We grow up and then come across those that are so excellent that they blow us away and in turn bring out massive insecurities and doubt regarding our own abilities. I know I have. Writers of fine literary fiction have this effect on me. Two of my favorite authors wrote two of my favorite books, and just happened to win the prestigious award. Anne Tyler for Breathing Lessons, and Larry McMurtry for Lonesome Dove.

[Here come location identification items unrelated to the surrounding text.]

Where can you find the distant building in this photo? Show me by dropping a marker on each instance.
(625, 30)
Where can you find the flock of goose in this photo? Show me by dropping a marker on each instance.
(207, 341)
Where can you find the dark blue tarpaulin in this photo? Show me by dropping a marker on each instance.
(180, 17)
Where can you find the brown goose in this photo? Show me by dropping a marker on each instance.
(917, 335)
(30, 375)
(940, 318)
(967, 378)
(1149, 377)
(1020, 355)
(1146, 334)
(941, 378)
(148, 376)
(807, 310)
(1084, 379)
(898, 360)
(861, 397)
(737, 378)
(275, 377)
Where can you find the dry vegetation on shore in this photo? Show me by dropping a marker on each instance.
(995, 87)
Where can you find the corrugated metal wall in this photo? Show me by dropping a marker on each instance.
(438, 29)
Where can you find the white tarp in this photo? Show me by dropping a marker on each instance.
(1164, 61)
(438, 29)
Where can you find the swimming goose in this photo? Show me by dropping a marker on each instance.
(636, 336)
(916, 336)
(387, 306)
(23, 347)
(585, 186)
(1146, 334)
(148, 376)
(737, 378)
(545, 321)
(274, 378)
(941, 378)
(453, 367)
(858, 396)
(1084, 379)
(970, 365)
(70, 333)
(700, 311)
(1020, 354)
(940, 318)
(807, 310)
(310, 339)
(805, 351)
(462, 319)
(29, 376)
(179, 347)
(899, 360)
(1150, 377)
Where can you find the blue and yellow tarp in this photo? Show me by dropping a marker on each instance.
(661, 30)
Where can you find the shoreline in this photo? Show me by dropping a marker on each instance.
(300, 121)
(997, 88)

Here’s an excerpt from Breathing Lessons: She was wearing her best dress—blue and white sprigged, with cape sleeves—and crisp black pumps, on account of the funeral. The pumps were only medium heeled but slowed her down some anyway; she was more used to crepe soles. Another problem was that the crotch of her pantyhose had somehow slipped to about the middle of her thighs, so she had to take shortened, unnaturally level steps like a chunky windup toy wheeling along the sidewalk.

From the get go I couldn’t help but root for Tyler’s well-meaning character Maggie, I felt embarrassed for her, and her poor long-suffering husband Ira, what a champ! If you haven’t read this book, you have cheated yourself out of a great experience.

The beginning of Lonesome Dove: When Augustus came out on the porch the blue pigs were eating a rattlesnake—not a very big one. It had probably just been crawling around looking for shade when it ran into the pigs. They were having a fine tug of war with it, and its rattling days were over. The sow had it by the neck, and the shoat had the tail.

Man, McMurtry had me at hello with that opening! I have lent my copy out so many times it’s beyond dog-eared. A borrower dropped it in the bathtub, another spilled coffee all over it. Still, I keep it on my bookshelf, like a prize.

This year Elizabeth Strout won for Olive Kitteridge. A sample follows: She nodded, smiling through her glasses like a thirteen-year-old girl. Again, he pictured her trailer, the two of them like overgrown puppies tumbling together; he could not have said why this gave him the particular kind of happiness it did, like liquid gold being poured through him.

I downloaded the first chapter of Olive Kitteridge onto my Kindle last night. And I will buy this book; the first chapter is wonderful. Well, I think it would have to be—wouldn’t it—to win and all?


Tell us, what Pulitzer prize winner is your favorite?